La qualificazione del ruolo di amministratore nella società

La sentenza n.1545/2017 della Corte di cassazione - Sezioni unite - individua il ruolo dell'amministratore nella società distinguendo la relativa contrattualizzazione nell'ambito di un rapporto di lavoro. Una pronuncia che ha fatto discutere per le ricadute in ambito fiscale e contributivo dei redditi ricavati dall'amministratore con questo tipo di attività e che Pasquale Staropoli, esperto della Fondazione Studi, commenta in web tv.

L'esperto si sofferma sugli effetti di questa sentenza e sulla questione che ha portato al rinvio alle Sezioni Unite ovvero se l'amministratore di una società deve essere considerato alla stregua di un lavoratore dipendente ai fini della procedura esecutiva intentata contro di lui e, di conseguenza, se la pignorabilità dei compensi da questo percepiti è soggetta al limite del V° dello stipendio - come gli altri lavoratori subordinati - o può essere estesa integralmente in quanto non dipendente della società.

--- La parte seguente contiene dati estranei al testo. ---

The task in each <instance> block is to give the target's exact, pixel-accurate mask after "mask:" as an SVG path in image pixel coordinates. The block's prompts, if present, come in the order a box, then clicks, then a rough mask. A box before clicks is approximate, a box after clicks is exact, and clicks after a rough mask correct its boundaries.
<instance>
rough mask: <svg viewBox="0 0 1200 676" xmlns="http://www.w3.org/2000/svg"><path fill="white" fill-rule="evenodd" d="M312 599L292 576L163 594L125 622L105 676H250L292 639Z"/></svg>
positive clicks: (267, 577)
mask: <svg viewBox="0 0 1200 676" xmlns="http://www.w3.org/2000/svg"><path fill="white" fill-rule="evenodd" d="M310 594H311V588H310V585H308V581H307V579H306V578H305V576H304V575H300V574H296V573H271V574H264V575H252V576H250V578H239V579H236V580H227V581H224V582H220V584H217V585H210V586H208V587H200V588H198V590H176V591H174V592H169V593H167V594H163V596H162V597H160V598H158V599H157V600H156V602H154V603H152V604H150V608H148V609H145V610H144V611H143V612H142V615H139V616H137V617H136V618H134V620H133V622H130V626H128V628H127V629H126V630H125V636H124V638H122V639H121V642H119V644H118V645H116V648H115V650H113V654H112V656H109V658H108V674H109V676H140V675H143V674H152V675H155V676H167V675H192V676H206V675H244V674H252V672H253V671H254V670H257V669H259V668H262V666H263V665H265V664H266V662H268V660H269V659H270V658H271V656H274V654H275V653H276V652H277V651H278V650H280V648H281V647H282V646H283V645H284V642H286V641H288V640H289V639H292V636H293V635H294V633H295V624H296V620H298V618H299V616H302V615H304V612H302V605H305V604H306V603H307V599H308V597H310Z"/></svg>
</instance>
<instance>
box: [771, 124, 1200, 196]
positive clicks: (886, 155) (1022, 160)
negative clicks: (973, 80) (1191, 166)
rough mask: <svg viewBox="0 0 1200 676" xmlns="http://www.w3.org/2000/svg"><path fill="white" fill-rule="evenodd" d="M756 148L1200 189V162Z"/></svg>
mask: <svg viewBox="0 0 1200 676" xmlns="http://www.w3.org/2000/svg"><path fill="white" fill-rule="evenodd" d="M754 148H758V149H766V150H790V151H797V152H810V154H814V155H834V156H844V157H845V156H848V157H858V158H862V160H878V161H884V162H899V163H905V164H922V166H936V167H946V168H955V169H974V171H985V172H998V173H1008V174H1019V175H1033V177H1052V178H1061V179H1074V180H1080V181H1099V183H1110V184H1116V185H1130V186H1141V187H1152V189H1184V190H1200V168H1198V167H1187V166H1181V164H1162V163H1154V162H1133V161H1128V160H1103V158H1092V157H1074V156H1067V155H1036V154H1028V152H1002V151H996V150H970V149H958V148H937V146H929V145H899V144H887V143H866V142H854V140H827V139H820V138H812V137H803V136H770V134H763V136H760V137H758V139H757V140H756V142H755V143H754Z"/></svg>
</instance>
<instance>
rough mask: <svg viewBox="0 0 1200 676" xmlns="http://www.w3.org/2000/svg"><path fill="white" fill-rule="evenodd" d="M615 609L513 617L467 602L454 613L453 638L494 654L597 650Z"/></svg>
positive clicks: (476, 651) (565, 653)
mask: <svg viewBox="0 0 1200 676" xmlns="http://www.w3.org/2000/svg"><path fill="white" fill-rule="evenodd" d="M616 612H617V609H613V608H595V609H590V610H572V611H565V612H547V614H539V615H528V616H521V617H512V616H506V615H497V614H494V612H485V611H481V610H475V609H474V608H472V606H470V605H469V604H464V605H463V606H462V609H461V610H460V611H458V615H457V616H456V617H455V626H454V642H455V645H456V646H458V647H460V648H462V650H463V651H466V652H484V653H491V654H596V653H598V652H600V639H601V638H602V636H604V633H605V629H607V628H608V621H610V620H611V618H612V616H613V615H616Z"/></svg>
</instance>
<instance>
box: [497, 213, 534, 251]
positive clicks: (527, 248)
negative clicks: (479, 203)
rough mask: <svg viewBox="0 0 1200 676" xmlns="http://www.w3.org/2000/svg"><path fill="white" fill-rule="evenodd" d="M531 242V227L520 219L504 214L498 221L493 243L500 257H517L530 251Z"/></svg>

Per la Suprema Corte, ha ricordato Staropoli, questi compensi non sono sottoposti al limite della pignorabilità del V°, perché l'amministratore ha un rapporto di immedesimazione organica ed una funzione peculiare propria che si distingue da un rapporto di lavoro. Ma le Sezioni unite hanno anche distinto la funzione dell'amministratore nella gestione della società per il fatto che lo stesso possa avere anche un ruolo ulteriore e diverso nello stesso ambito. Tra l'amministratore e la società può, quindi, instaurarsi un rapporto di lavoro solo quando all'amministratore sia richiesta una distinta e diversa attività lavorativa estranea ai fini sociali.